Seth: We’re going to finish this year of touring through October. This fall we go into the studio; they never stop writing. I bet they’ve written about 120 songs preparing for album four. My bold statement is that they’re more prepared than they’ve ever been going into that. Next year, with a new album—especially since Tyler will have a new kid—we’re drawing back just a little and doing a softer year of just 25 festivals as opposed to too many hard tickets. We’re looking at a few stadiums just to supplement because it’s been so good this year. The response has been so overwhelmingly positive that Live Nation’s asked if we had interest, and of course, if it makes sense, we would. In 2018 we’ll be releasing new music, timing to be determined. There are a couple surprise features that are going to be very, very big. We’ve got one in format with a young artist they’re doing it with. They’re taken a few fun trips to other cities to collaborate with artists from other genres. Thankfully, Scott Borchetta has been very open to letting the artist just create.

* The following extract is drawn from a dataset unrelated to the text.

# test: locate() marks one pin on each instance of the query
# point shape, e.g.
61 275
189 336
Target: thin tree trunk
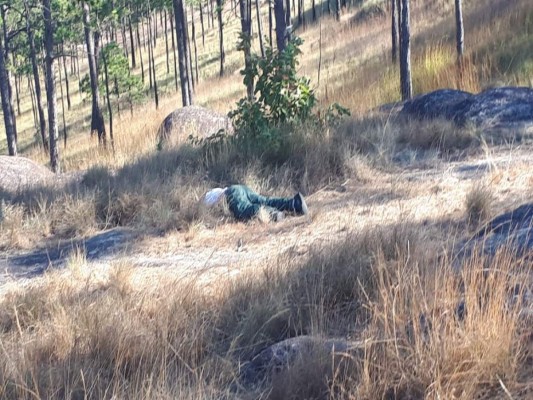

Can you say a little bit about what you’re doing developing outside of country?
Chief: It’s been exciting. This is happening very naturally through relationships through LA trips. Meeting different managers, building relationships with labels, as well as Spotify and all the other streaming guys. I really feel Nashville’s starting to develop and change and it’s so much more than just country now. We have a great hip-hop artist, Ernest K., on our label. We’re not trying to be a hip-hop label but we have a very good team in house that knows songs and songwriting and touring. We’re not quite ready to announce yet that we have some really great partners that are going to be part of a couple different projects that we’re excited to share. Once again I think people in Nashville are going to be surprised at some of the outside things we’re going to be creating.
It feels like everyone’s getting really excited and the doors are opening and people are starting to open up their minds. For us as a company, that’s what we do everyday: We challenge each other, and all our artists. We’re always asking how we can be better, be more creative—and the opportunities are now there where they weren’t there before.
Seth: My other option was staying home and pouring concrete and this beats doing that.